Les six avocats des époux Fillon et de Marc Joulaud, ancien suppléant de François Fillon à l'Assemblée, se succéderont à partir de 10h pour plaider la relaxe et démonter une enquête qu'ils estiment «à charge».
Le parquet national financier a requis mardi une lourde peine contre l'ancien champion de la droite, dont la campagne présidentielle en 2017 avait été pulvérisée par cette affaire: cinq ans d'emprisonnement dont deux ferme, l'amende maximale de 375.000 euros et dix ans d'inéligibilité, bien qu'il soit retiré de la vie politique.

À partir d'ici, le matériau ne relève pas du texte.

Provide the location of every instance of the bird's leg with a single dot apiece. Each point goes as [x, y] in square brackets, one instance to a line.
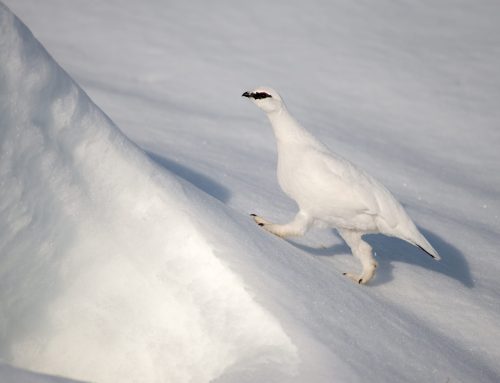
[363, 251]
[297, 227]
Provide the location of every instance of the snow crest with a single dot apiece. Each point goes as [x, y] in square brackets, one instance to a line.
[103, 274]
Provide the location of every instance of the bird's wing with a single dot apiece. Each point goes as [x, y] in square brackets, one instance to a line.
[350, 186]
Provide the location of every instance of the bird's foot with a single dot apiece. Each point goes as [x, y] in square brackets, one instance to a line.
[270, 227]
[356, 278]
[365, 277]
[259, 220]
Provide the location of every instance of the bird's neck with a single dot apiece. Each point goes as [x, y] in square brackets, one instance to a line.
[288, 131]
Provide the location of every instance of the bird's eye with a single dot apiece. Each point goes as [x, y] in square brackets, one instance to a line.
[260, 95]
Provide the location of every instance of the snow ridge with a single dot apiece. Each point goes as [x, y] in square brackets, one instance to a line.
[104, 277]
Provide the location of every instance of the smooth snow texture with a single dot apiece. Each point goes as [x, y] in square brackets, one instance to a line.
[412, 89]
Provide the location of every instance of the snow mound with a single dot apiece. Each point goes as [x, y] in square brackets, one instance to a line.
[112, 269]
[103, 274]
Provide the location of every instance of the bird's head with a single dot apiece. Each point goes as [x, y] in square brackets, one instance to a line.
[265, 98]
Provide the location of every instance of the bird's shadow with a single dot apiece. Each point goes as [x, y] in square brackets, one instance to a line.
[201, 181]
[389, 250]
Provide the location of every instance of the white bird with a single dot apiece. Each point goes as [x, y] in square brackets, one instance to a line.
[330, 191]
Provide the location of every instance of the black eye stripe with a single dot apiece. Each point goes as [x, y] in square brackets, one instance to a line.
[260, 95]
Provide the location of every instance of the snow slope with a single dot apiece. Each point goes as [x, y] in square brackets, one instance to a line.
[113, 268]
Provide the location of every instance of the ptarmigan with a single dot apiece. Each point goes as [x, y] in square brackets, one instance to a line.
[330, 191]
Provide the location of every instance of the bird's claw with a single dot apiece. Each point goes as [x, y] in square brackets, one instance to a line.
[356, 278]
[258, 220]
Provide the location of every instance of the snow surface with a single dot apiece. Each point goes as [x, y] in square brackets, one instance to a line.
[138, 262]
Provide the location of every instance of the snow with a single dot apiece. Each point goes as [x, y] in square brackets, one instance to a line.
[134, 259]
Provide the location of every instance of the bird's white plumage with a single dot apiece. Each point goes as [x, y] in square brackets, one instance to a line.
[331, 191]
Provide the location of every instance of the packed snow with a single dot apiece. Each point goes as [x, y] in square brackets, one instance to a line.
[127, 254]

Les procureurs ont demandé trois ans avec sursis et 375.000 euros d'amende contre Penelope Fillon. Et deux ans avec sursis et 20.000 euros d'amende contre M. Joulaud, actuel maire de Sablé-sur-Sarthe et candidat à sa réélection.
Au sortir de l'audience mardi, l'avocat de François Fillon Antonin Lévy avait critiqué les «généralités» assénées par le PNF, qui «en droit ne vont pas tenir très longtemps».
La défense a prévu d'attaquer d'abord les prétentions financières de l'Assemblée nationale, seule partie civile au procès. Elle entend ensuite soulever la prescription des faits, avant d'aborder le fond des accusations de détournement de fonds publics et de complicité et recel d'abus de biens sociaux.
Depuis le début de cette affaire, révélée par un article du Canard enchaîné en janvier 2017, François Fillon, premier candidat à une présidentielle visé par une enquête en pleine campagne, a dénoncé une procédure «d'exception» et constamment défendu le travail de sa discrète épouse.
Toute la question est de savoir si les activités de Mme Fillon dans la Sarthe auprès de son mari député et du suppléant de ce dernier, Marc Joulaud, méritaient d'être rémunérées dans le cadre de contrats d'assistante parlementaire.
Entre 1998 et 2013, cette Galloise a perçu au total 613.000 euros nets -un million d'euros bruts- au titre de trois contrats connus seulement de quelques proches, pour un travail aux preuves matérielles quasi inexistantes.
«Séparation des pouvoirs»
Au cours des débats, houleux, les Fillon ont décrit des tâches certes majoritairement orales, mais indispensables à la carrière de l'homme politique.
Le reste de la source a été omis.